A very contrived example, untested of course, consider it
pseudo-code...

startt = None

def atimer():
global startt
startt = time.time()
time.sleep(5)
print time.time() - startt

t1 = threading.thread(atimer)
t2 = threading.thread(atimer)
t1.start()
t2.start()

Say t1 gets all the way up to the sleep call, and (since sleep is a
releasing call), t2 then starts. t2 changes the value of startt; and
sleeps... both sleep and presuming the resolution is fine enough, t1
resumes, and prints a delta time that is incorrect -- it is printing
the time difference from when t2 started to sleep, not from when t1
started to sleep.
--
Wulfraed Dennis Lee Bieber KD6MOG
HTTP://wlfraed.home.netcom.com/

On Sat, 15 Aug 2009 21:59:09 -0600, John Haggerty <>
declaimed the following in gmane.comp.python.general:

> Interesting so it seems that the compiler(c/c++)interpreter(perl,
> python)/vm(java) doesn't do this?

No language can guard against independent access of a shared/global
object by multiple threads... Look at Java's "synchronized" keyword, for
example.

Though Ada did build tasking and "protected objects" into the
language syntax, rather than making them a library with constraints one
must know of to code against.
--
Wulfraed Dennis Lee Bieber KD6MOG
HTTP://wlfraed.home.netcom.com/

Dennis Lee Bieber <> writes:
> No language can guard against independent access of a shared/global
> object by multiple threads...

Erlang?

> On Sat, Aug 15, 2009 at 10:18 PM, Paul Rubin <http://>
> wrote:
>>
>> Dennis Lee Bieber <> writes:
>> > Â* Â* Â* No language can guard against independent access of a
>> > shared/global
>> > object by multiple threads...
>>
>> Erlang?

On Sun, Aug 16, 2009 at 12:23 AM, John Haggerty<> wrote:
> Erlang I assume is a computer programming language?

http://en.wikipedia.org/wiki/Erlang_...mming_language)

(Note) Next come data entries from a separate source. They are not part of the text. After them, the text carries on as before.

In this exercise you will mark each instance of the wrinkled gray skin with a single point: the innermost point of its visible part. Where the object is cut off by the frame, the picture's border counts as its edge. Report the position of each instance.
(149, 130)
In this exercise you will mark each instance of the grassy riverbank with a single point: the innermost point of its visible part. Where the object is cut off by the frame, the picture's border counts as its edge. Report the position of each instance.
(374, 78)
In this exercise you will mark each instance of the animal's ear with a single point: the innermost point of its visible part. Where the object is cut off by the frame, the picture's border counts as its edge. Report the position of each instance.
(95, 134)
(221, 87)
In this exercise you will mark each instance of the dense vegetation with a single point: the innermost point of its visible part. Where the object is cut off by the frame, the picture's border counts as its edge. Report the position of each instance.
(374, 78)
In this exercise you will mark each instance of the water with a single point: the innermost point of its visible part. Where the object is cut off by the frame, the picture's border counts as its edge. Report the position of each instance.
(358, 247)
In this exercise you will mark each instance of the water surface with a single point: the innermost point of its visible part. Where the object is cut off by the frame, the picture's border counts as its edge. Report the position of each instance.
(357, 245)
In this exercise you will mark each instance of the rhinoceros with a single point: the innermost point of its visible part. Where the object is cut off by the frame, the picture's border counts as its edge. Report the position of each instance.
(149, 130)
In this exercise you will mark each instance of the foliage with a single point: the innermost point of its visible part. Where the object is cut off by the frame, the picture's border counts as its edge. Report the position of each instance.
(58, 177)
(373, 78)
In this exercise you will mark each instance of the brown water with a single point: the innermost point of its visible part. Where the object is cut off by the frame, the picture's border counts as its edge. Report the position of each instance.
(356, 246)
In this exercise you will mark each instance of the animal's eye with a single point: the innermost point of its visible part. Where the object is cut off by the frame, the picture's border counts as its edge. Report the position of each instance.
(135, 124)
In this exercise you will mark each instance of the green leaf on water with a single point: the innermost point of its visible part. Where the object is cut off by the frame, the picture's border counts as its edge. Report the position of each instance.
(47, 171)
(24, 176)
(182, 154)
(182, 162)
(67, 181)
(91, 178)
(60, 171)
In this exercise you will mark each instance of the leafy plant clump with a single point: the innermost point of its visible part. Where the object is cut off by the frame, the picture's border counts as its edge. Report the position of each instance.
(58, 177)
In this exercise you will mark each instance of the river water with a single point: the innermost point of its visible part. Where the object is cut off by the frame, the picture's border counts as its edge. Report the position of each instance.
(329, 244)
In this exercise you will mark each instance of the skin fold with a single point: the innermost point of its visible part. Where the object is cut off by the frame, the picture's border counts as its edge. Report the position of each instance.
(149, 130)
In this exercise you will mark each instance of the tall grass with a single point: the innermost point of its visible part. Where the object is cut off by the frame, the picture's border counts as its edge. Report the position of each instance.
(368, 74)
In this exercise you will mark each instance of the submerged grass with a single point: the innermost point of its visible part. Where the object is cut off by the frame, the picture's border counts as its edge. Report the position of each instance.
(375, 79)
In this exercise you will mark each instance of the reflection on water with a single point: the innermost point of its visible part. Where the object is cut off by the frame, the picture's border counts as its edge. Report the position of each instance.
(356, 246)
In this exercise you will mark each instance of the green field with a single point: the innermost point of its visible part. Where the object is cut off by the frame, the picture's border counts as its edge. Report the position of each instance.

There's a reason Wikipedia has a search function...

Cheers,
Chris
--
http://blog.rebertia.com

John Haggerty wrote:
> On Sat, Aug 15, 2009 at 7:23 PM, Dennis Lee Bieber <>wrote:
>
>
>> On Sat, 15 Aug 2009 14:34:36 -0600, John Haggerty <>
>> declaimed the following in gmane.comp.python.general:
>>
>>
>>> What does the term "thread safe" mean exactly. I never had to program
>>>
>> with
>>
>>> "threads" before
>>>
>> That, part way through the logic of the function, control could be
>> switched to a different thread which call the same function... This
>> second call would change some of the internal values and may then be
>> preempted and control returned to the first thread, which continues the
>> rest of the function with different values then it had when first
>> preempted.
>>
>> A very contrived example, untested of course, consider it
>> pseudo-code...
>>
>> startt = None
>>
>> def atimer():
>> global startt
>> startt = time.time()
>> time.sleep(5)
>> print time.time() - startt
>>
>> t1 = threading.thread(atimer)
>> t2 = threading.thread(atimer)
>> t1.start()
>> t2.start()
>>
>> Say t1 gets all the way up to the sleep call, and (since sleep is a
>> releasing call), t2 then starts. t2 changes the value of startt; and
>> sleeps... both sleep and presuming the resolution is fine enough, t1
>> resumes, and prints a delta time that is incorrect -- it is printing
>> the time difference from when t2 started to sleep, not from when t1
>> started to sleep.
>> --
>> Wulfraed Dennis Lee Bieber KD6MOG
>> HTTP://wlfraed.home.netcom.com/
>>
>> --
>> http://mail.python.org/mailman/listinfo/python-list
>>
>>
>
> Interesting so it seems that the compiler(c/c++)interpreter(perl,
> python)/vm(java) doesn't do this?
>
>
It is impossible for a language, vm, or operating system to avoid
threading problems without the programmer's help, except by trivial
means (eg. preventing you from having them at all).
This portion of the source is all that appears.